Oracle connector's Log Swap Frequency

243 views
Skip to first unread message

Chris Cranford

unread,
Jul 21, 2021, 3:16:00 AM7/21/21
to debe...@googlegroups.com
Hi everyone -

The Debezium Oracle connector's default mining strategy forces the connector to write the database data dictionary to the redo logs at start-up & anytime a log switch is detected.  Depending on the size of the data dictionary, the size of the redo logs & the number of log groups, this can be an expensive operation and leads to a small burst of archive logs being generated in quick succession.  What I want to do is to see if we can minimize the burst of archive logs produced by the connector.

Currently the way the connector works, we gather all archive and redo logs that have changes from a point in time going forward.  When a log switch occurs, the connector asks Oracle to rebuild the data dictionary to the redo logs, this generates a small burst of archive logs, and then the mining session will be seeded with all the archive logs that were generated along with any of the current online redo logs used by the Oracle instance.  As logs continue to switch, this process is repeated and so therefore the number of logs mined on a given session is relatively static.

What I would like to consider is adjusting this behavior slightly so that we reduce the frequency at which the data dictionary is re-built.

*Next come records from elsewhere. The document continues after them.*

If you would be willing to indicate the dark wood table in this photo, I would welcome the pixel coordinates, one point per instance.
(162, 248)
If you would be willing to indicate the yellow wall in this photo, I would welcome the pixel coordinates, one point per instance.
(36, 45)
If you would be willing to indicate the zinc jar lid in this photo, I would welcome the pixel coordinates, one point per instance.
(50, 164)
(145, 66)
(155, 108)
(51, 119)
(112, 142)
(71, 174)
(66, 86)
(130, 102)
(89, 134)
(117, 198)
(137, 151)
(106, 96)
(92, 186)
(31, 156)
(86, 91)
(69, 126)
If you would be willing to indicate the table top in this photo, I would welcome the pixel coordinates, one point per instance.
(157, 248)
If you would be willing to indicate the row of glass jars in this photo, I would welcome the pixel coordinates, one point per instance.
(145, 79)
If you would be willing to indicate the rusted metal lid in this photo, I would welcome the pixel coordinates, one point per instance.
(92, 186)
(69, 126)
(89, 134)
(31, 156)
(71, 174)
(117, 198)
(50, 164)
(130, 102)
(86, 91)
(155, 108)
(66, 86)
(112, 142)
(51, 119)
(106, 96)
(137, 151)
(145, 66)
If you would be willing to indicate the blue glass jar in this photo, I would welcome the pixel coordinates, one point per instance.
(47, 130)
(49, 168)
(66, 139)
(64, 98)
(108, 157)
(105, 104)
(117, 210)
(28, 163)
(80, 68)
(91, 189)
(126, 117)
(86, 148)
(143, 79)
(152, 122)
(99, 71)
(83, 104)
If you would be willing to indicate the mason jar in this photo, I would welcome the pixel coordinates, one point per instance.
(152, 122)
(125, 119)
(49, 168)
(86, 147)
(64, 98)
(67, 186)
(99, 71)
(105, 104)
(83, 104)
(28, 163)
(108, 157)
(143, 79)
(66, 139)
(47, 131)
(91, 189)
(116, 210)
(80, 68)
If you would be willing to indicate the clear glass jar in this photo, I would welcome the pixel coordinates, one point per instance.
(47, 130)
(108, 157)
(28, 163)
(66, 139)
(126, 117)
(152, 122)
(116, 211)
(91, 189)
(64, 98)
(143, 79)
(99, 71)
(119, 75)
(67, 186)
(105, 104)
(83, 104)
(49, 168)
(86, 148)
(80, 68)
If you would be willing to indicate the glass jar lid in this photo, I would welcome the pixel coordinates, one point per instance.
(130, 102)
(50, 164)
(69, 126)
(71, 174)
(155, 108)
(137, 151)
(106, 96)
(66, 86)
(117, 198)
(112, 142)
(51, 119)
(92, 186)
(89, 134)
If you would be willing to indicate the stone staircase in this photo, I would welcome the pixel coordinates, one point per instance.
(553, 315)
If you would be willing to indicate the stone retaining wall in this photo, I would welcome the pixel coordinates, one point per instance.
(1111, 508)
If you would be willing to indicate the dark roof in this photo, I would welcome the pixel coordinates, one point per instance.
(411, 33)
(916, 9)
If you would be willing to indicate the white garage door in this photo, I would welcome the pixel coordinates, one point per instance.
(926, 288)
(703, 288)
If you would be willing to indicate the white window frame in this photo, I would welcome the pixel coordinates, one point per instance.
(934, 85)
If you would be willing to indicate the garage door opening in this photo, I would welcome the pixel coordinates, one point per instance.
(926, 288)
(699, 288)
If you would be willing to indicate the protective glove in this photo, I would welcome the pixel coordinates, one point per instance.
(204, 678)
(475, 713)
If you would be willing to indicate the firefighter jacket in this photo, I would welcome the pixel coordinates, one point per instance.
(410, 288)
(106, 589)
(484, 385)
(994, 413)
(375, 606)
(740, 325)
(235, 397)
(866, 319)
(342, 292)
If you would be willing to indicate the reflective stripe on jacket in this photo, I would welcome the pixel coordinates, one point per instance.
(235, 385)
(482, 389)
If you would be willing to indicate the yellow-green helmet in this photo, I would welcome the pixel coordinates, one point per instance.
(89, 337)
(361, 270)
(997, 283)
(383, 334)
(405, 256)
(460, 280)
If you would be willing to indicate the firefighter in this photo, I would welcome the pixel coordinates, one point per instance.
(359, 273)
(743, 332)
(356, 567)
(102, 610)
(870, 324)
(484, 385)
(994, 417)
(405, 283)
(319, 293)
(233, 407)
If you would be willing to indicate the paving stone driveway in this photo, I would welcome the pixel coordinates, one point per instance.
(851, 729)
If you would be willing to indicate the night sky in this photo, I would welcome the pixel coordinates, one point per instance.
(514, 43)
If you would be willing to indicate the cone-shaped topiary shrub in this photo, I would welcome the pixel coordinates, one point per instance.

To accomplish this task, the connector would not only include archive logs and redo logs that contain the starting system change number we want to mine from, but it would also look at older archive logs to see if any within a given threshold has the data dictionary.  If such archive logs exist, the connector would actually add those logs and all logs thereafter to the session.  Only if the age threshold has been reached or if no available archive logs have the data dictionary would we trigger a re-build of the data dictionary to the redo logs.  This means as log switches occur, the number of logs mined on a given session would actually grow over time.  Since this threshold is configurable, we could see this to a decent default but then users could adjust this based on your system needs.

I'd like to understand from those with Oracle LogMiner experience whether or not you foresee any issues with this approach?  My biggest concern is mostly around how much PGA memory would this consume.

Looking forward to your feedback!
CC




Milo van der Zee

unread,
Jul 21, 2021, 3:53:42 AM7/21/21
to debe...@googlegroups.com
Hello Chris,

What I see is that reading redo logs consumes a lot of disk io. Especially in a cloud environment this can become an issue due to limited storage bandwidth. So reading multiple redo logs just to get the dictionary seems quite expensive.

I think the current behaviour you describe is more optimal. If this leads to too many dictionary rebuilds it might be better to increase the log file size and so limit the number of log switches.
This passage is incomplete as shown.